El Biógrafo is located in cute-as-a-button Lastarría, with its winding cobblestoned streets, active nightlife and Plaza Mulato Gil‘s antiques market and museums (Museo Arqueológico and Museo de Artes Visuales. This theater plays only first-run movies, with upcoming movies including “The Kids are Alright,” “Partir” and “Chloe.” They play many foreign movies, with just a smattering of US-produced one, and a heavy slant towards European films, as their business name details (transeuropafilms). To see what’s going on at El Biógrafo in the coming days, check them out. El Biógrafo. ((Lastarría 181, Metro Bellas Artes on the green line, or Universidad de Chile on the red line)

Centro Cultural La Moneda

The Centro Cultural La Moneda, under the Moneda Palace steps from the Moneda metro and best accessed from the Alameda side to the side of the fountain, houses a couple of cafés, a notable bookstore, a nice store with products from Chile, exhibition space, and two movie theaters, under the name Cineteca Nacional. There are two theaters, the Microcine, and the Sala de Cine, both located on the -2 level, and you can buy tickets at the entry level. There are occasional thematic series, for example from January 3rd to March 19th, Chilean films will be heavily featured. For information about what’s being shown in the coming days, check out their website. Cineteca Nacional, daily schedule.

No matter which movie house you choose, or even if you choose a mass-market movie, you’ll want to consider the two following important details.

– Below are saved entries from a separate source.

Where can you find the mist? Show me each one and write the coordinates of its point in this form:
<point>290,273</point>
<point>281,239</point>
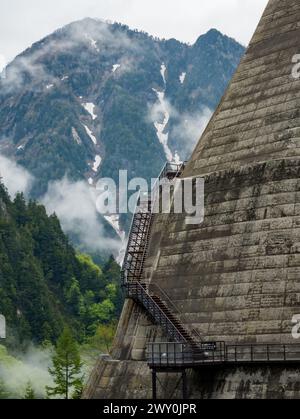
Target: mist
<point>29,367</point>
<point>187,129</point>
<point>15,178</point>
<point>75,205</point>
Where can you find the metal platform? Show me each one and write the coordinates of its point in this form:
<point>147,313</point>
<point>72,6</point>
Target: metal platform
<point>176,355</point>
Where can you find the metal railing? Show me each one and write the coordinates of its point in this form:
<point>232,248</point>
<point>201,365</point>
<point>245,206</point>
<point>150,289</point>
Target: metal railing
<point>133,266</point>
<point>138,292</point>
<point>181,354</point>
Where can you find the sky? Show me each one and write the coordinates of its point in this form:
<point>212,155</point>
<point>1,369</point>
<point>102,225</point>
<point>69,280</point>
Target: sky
<point>23,22</point>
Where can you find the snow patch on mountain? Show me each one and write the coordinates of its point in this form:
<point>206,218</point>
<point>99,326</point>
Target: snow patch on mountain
<point>76,136</point>
<point>182,77</point>
<point>92,42</point>
<point>163,70</point>
<point>90,108</point>
<point>116,67</point>
<point>97,163</point>
<point>161,126</point>
<point>91,135</point>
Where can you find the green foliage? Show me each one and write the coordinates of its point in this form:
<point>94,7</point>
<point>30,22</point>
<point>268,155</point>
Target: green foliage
<point>29,392</point>
<point>66,370</point>
<point>44,284</point>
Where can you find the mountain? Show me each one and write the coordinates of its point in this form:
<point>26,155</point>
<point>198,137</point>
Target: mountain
<point>44,284</point>
<point>94,98</point>
<point>96,89</point>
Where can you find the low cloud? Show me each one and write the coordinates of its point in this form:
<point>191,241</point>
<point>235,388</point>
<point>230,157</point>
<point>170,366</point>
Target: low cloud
<point>92,36</point>
<point>15,177</point>
<point>31,366</point>
<point>2,62</point>
<point>75,205</point>
<point>73,202</point>
<point>188,128</point>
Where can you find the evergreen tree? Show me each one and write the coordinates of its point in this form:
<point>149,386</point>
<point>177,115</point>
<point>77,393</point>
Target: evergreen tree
<point>29,392</point>
<point>66,370</point>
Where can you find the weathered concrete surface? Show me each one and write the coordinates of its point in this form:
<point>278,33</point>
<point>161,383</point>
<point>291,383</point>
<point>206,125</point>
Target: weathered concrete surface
<point>235,277</point>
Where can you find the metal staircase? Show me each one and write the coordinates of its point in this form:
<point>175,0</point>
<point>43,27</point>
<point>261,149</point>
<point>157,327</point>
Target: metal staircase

Language: Some movies, especially those aimed towards children will be dubbed, if their original language is not Spanish. Therefore, you’ll want to choose one that is “subtitulado” (subtitled), not “doblado” or “en español” if you want to hear the original.

Nibbles:  The second is that in cases where popcorn is available, it will often be sweet, not salty. And I’ve never seen a movie theater ask people not to bring in their own snacks.

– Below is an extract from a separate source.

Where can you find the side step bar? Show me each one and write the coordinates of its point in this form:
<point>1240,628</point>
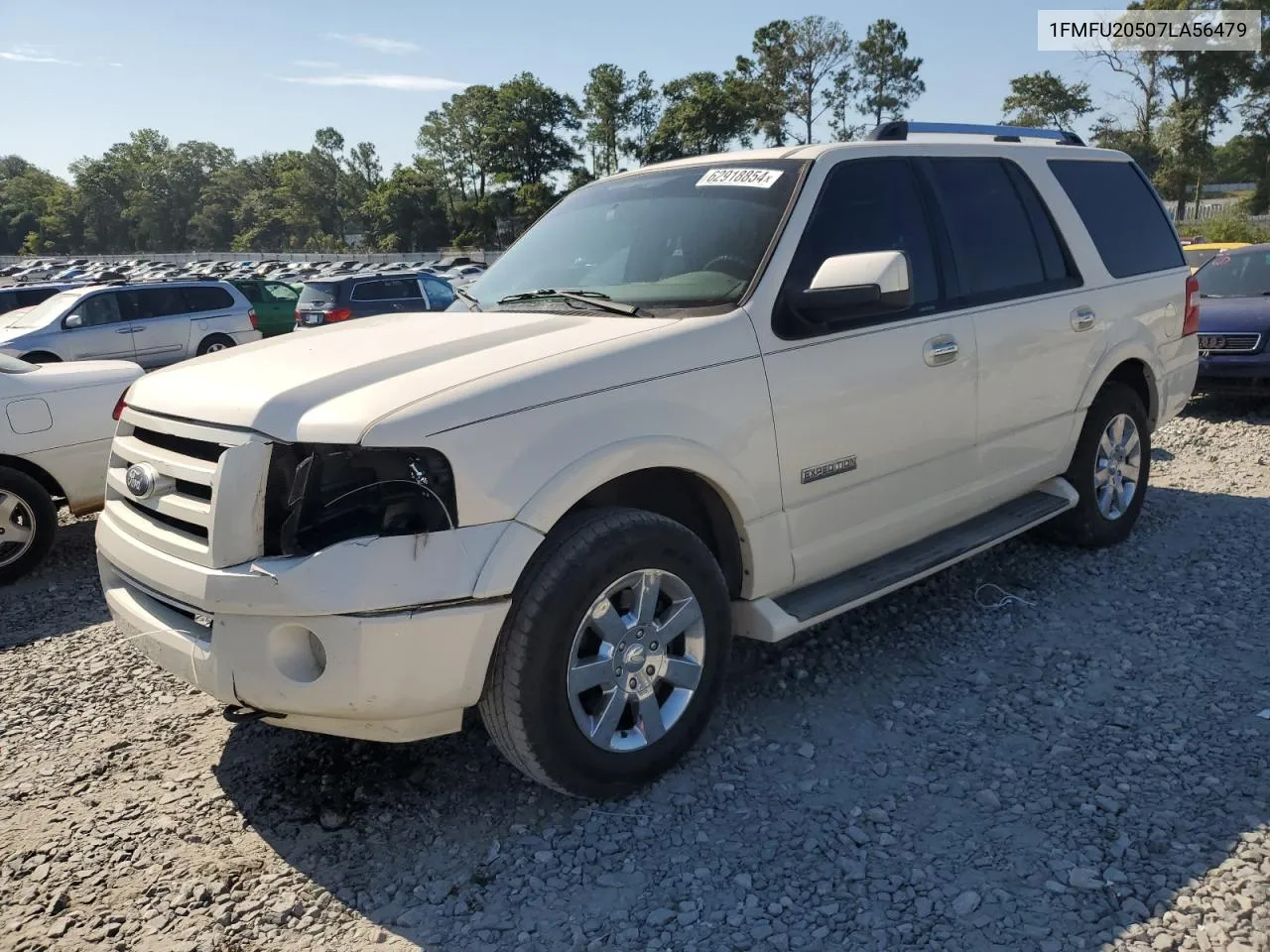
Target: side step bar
<point>774,620</point>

Now get in there and out of the Chilean summer sun! And if you can’t wait, and simmply must watch some Chilean movies before you even leave home, check out these (juried) recommendations for must-see Chilean movies.

Coming soon: More places to see indie movies in Santiago.

Tags: Chile, cine, film, film festival, independent movies, indie movies, Santiago

    3 Comments

  • Margaret says:

    And then there’s the classic of all Chilean art houses: Cine Normandy, now at
    Tarapacá 1181. It was originally where Cine Alameda is now.

    Also, gringos should be forewarned that the “Cine Arte” crew does not take kindly to eating popcorn (or pretty much anything else) in the theater. If you want popcorn, nachos, hot dogs, the works, you’ll have to go to one of the commercial houses.